Photography is both document and fiction, faithful register of reality and deliberate narration of a story. The same can be said about the photography of architecture: from silver salts to digital bytes, its means and tools have allowed us to portray buildings and cities with the objectivity that its technical nature guarantees, and at the same time with the subjectivity implicit in the eye that frames, separating from the magma of the world whatever deserves being represented. There are many ways of seeing, and those of us belonging to the generation that shaped its critical gaze with John Berger and Susan Sontag know that there are no innocent images, just as there are no photographs of buildings or landscapes without both the luminous traces of objects and the blurred trail of intentions. A picture is a story, and what appears in the frame is just as meaningful as what is left outside.

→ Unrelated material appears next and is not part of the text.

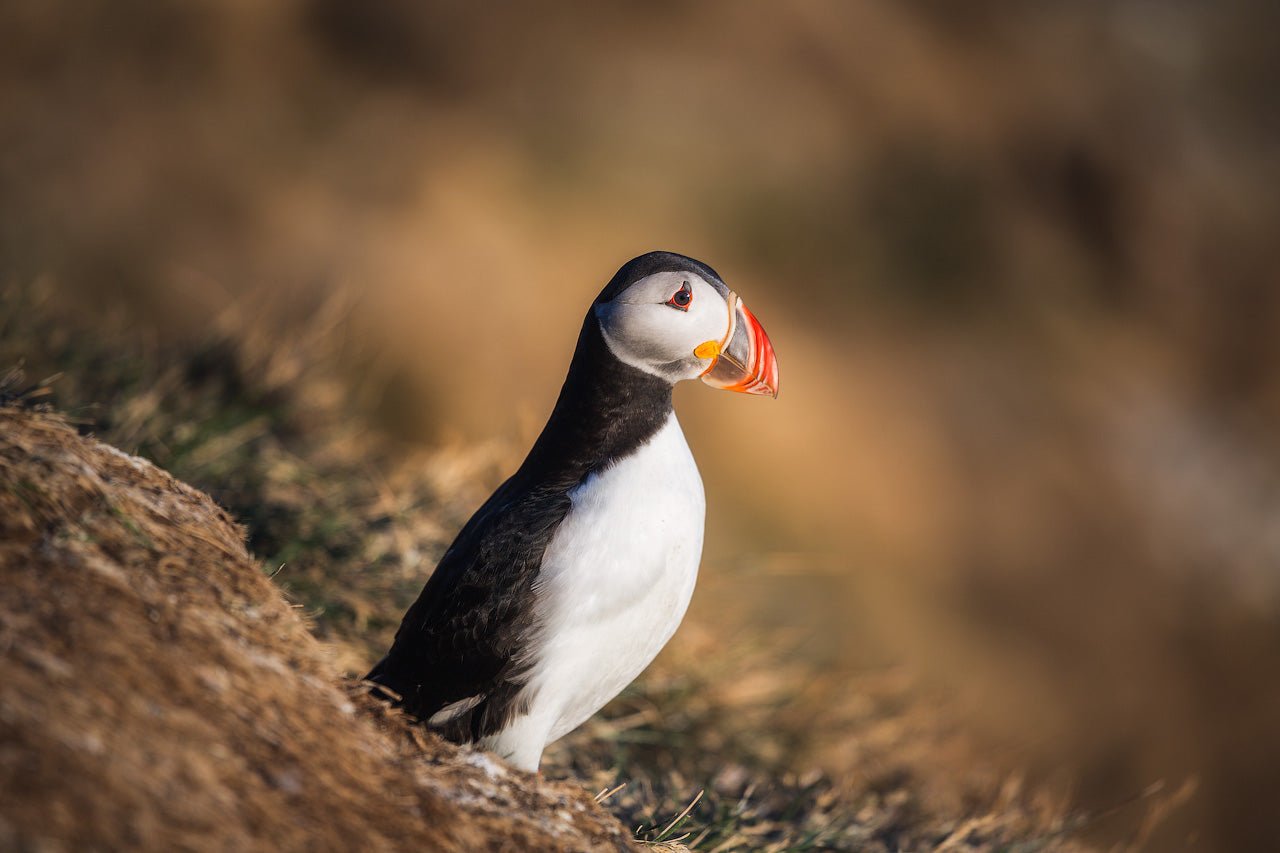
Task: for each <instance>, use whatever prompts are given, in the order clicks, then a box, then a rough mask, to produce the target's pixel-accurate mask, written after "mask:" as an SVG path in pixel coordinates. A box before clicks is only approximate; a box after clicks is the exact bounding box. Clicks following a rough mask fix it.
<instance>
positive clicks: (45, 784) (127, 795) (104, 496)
mask: <svg viewBox="0 0 1280 853" xmlns="http://www.w3.org/2000/svg"><path fill="white" fill-rule="evenodd" d="M90 845H91V847H95V848H108V849H151V850H177V849H192V850H214V849H220V850H232V849H236V850H241V849H300V848H303V847H305V848H307V849H352V848H357V847H358V848H362V849H402V848H403V849H407V848H413V849H416V850H434V849H440V850H481V849H494V850H508V849H509V850H526V849H539V850H544V849H545V850H589V849H590V850H595V849H607V850H622V849H631V841H630V836H628V835H627V833H626V831H625V830H623V827H622V826H621V825H620V824H618V822H617V821H616V820H614V818H613V817H611V816H608V815H605V813H604V812H603V811H602V809H600V808H599V807H598V806H596V804H595V803H594V802H593V800H591V798H590V797H589V795H586V794H585V793H584V792H582V790H581V789H579V788H577V786H575V785H557V784H549V783H543V781H541V780H539V779H535V777H531V776H527V775H525V774H520V772H518V771H513V770H511V768H507V767H504V766H502V765H500V763H499V762H495V761H493V760H490V758H489V757H486V756H484V754H481V753H471V752H465V751H460V749H457V748H454V747H452V745H449V744H445V743H442V742H439V740H436V739H434V738H430V736H429V735H424V734H421V733H419V731H416V730H411V729H408V727H407V726H406V725H404V722H403V720H401V719H399V717H398V716H397V715H394V713H392V712H388V711H385V710H384V708H381V707H380V706H378V704H376V703H372V702H371V701H370V699H367V697H364V695H361V694H360V692H358V688H355V686H353V685H344V684H342V683H340V679H339V678H338V676H337V675H335V670H334V667H333V666H332V663H330V661H329V658H328V657H326V653H325V649H324V647H323V646H321V644H320V643H317V642H316V640H315V638H314V637H312V635H311V634H310V633H308V630H307V626H306V624H305V622H303V619H302V617H301V615H300V613H298V612H297V610H294V608H293V607H291V606H289V605H288V602H287V601H285V599H284V598H283V597H282V594H280V593H279V590H278V589H276V588H275V587H274V585H273V584H271V581H270V580H269V579H266V578H265V576H264V575H262V574H261V571H260V569H259V566H257V565H256V564H255V561H253V560H252V557H251V556H250V555H248V552H247V551H246V548H244V543H243V535H242V532H241V529H239V528H237V526H236V525H234V524H233V523H232V520H230V519H229V517H228V516H227V514H225V512H223V511H221V510H220V508H219V507H218V506H216V505H214V502H212V501H210V500H209V498H207V497H206V496H205V494H202V493H201V492H197V491H196V489H192V488H191V487H188V485H186V484H183V483H180V482H178V480H175V479H174V478H172V476H170V475H168V474H166V473H164V471H163V470H160V469H157V467H155V466H154V465H151V464H150V462H146V461H142V460H140V459H134V457H132V456H127V455H124V453H120V452H119V451H116V450H114V448H111V447H109V446H106V444H101V443H99V442H96V441H92V439H87V438H82V437H79V435H77V433H76V432H74V430H72V429H70V428H68V427H67V425H65V424H64V423H63V421H61V420H60V419H59V418H56V416H55V415H51V414H45V412H33V411H28V410H20V409H17V407H3V406H0V848H3V849H42V850H44V849H51V850H56V849H83V848H86V847H90Z"/></svg>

If architects have turned into photographers to capture their own work and that of others – using the camera to replace or complete their traditional sketchbooks –, photographers have become true architects while interpreting with their own eyes the ideas underlying built forms, turning the lens into another tool of this old trade. In the same way, architectural publications have used photographic images – as in the past treatises used engravings – to give muscle and countenance to the bare skeleton of texts, giving visual persuasion to the silent music of words, and in the process being inevitably sequestered by the seduction of sight. From the small Minox 35GT with which this editor took the cover photograph of the first issue of Arquitectura Viva, twenty-five years ago, to the vast technical means of professionals today there is an abyss that draws us insensitively towards spectacle.
After all, photographers today are the most influential architecture critics, both for the works they choose to document and for the way in which they depict them, so it is their agenda and their gaze that establish the guidelines of the global architectural conversation. Transforming critical discourse today probably demands approaching images in a different way, resisting the paramount dominance of the eye and redirecting visual thinking, which, besides being a useful instrument to understand the world, is almost inseparable from the training and instinct of architects, and perhaps also their best and most unique skill. In the end, it is difficult to resist the luring labyrinths of vision, so we shall keep on walking in the company of photographers, and continue yielding to the fascination of images. Paraphrasing Baudelaire, “hypocrite photographer, my likeness, my brother!”